FIG. 6 shows a circuit block view for bitblt with clipping-in or clipping-out according to a first embodiment of the present invention.

FIG. 7 shows a schematic view about how the processor generates bitblt commands according to the first embodiment.

FIG. 8 shows a schematic block view of the command engine according to the first embodiment of the present invention.

FIG. 9 shows a finite state machine (FSM) according to the first embodiment of the present invention.

FIG. 10 shows a finite state machine (FSM) according to a second embodiment of the present invention.

FIG. 11 shows a schematic view of the second embodiment of the present invention.
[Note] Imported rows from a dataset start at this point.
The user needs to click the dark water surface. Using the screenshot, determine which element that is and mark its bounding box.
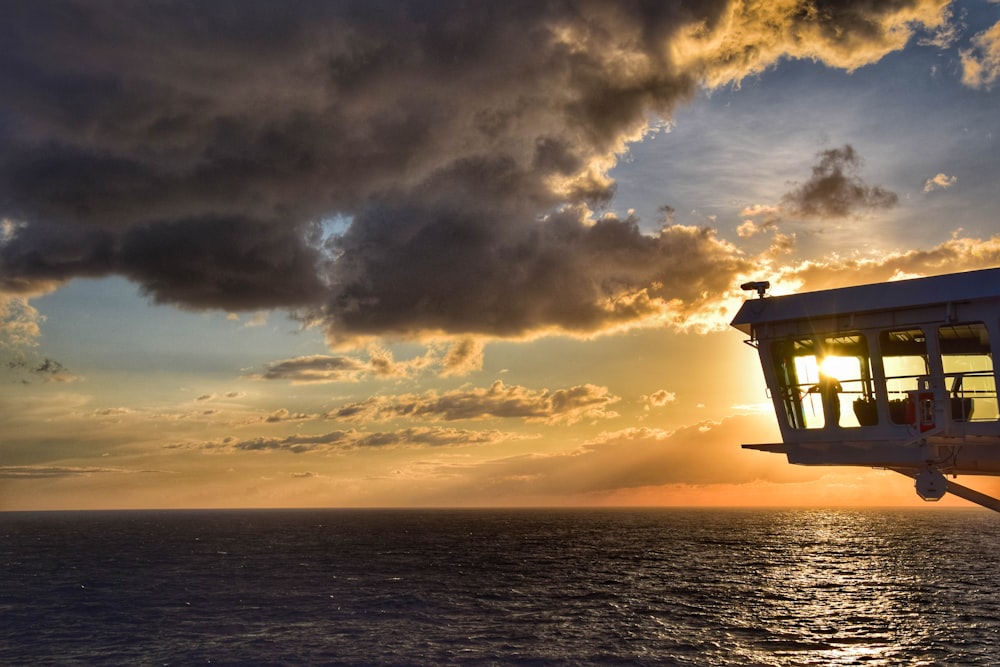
[0,508,1000,666]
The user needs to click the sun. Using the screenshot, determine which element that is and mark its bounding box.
[819,356,859,381]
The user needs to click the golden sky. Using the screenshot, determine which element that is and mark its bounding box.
[0,0,1000,509]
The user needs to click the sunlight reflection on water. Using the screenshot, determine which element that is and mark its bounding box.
[0,510,1000,666]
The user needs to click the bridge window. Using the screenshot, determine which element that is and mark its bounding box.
[938,322,998,421]
[879,328,930,424]
[773,333,878,428]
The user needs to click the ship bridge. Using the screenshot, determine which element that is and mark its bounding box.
[732,268,1000,511]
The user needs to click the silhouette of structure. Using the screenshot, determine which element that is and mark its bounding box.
[732,268,1000,511]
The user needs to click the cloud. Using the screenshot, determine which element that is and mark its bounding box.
[250,346,438,384]
[223,427,512,454]
[0,0,946,344]
[0,294,45,349]
[924,174,958,192]
[781,144,899,219]
[760,234,1000,292]
[326,380,620,424]
[251,354,369,384]
[644,389,677,408]
[0,465,161,479]
[5,354,80,384]
[961,22,1000,89]
[414,414,822,499]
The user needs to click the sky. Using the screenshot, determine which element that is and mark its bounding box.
[0,0,1000,510]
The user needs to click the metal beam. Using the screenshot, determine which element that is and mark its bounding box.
[893,468,1000,512]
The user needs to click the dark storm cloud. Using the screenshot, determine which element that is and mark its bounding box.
[0,0,941,340]
[781,144,899,219]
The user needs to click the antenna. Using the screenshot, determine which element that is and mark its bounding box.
[740,280,771,299]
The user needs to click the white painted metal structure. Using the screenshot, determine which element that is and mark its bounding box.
[732,268,1000,511]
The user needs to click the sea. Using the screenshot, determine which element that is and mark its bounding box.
[0,506,1000,666]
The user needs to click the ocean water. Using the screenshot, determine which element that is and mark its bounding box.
[0,508,1000,666]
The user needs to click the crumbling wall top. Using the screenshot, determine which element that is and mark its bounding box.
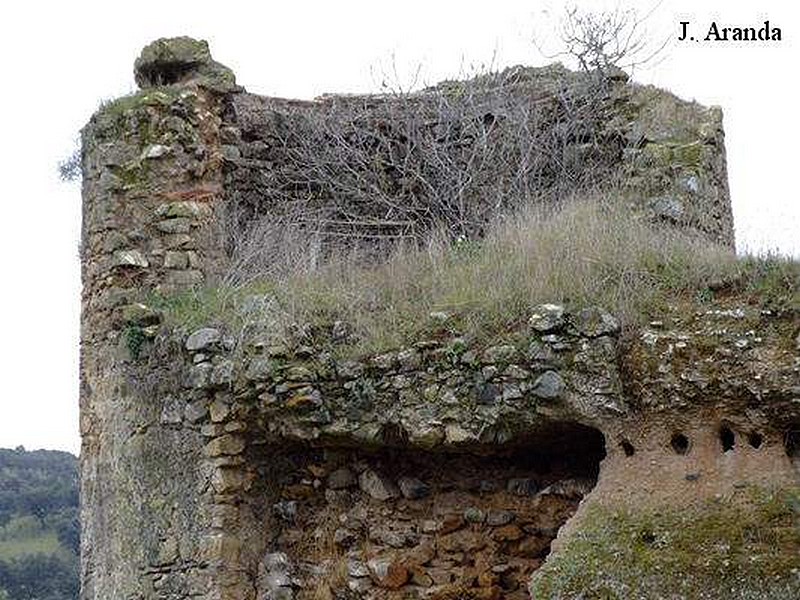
[133,36,238,93]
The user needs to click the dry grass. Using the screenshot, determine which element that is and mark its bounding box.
[156,190,800,354]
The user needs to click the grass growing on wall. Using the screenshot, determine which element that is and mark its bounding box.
[154,192,800,353]
[531,489,800,600]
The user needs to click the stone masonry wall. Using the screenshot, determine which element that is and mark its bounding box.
[80,38,800,600]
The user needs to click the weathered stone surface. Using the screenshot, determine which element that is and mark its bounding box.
[81,34,800,600]
[185,327,222,352]
[358,469,400,500]
[531,371,565,400]
[134,37,236,92]
[528,304,565,333]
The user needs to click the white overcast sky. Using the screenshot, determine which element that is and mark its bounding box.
[0,0,800,452]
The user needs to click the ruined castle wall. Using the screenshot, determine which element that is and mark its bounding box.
[81,38,798,600]
[81,82,231,599]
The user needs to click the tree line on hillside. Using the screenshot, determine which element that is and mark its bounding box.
[0,447,80,600]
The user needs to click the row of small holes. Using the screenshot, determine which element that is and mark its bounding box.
[619,425,764,456]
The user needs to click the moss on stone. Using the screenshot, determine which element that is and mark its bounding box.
[531,488,800,600]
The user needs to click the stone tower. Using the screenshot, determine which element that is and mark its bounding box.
[80,38,800,600]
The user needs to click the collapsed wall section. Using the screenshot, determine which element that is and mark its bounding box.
[219,65,733,272]
[81,38,784,600]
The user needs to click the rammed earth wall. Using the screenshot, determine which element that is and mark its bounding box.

DESCRIPTION OF EMBODIMENTS

In order to overcome the disadvantages of the conventional art, the region-based bitblt with clipping-in or clipping-out is proposed. When bitblt with clipping-in need to be performed, each region within the source bitblt region that is to be placed inside of the clipping window, if any, is moved; and the number of the region to be moved may be 1 or 0. When bitblt with clipping-out need to be performed, each region within the source bitblt region that is to be placed outside of the clipping window, if any, is moved; and the number of the region to be moved maybe 4, 3, 2, 1 or 0.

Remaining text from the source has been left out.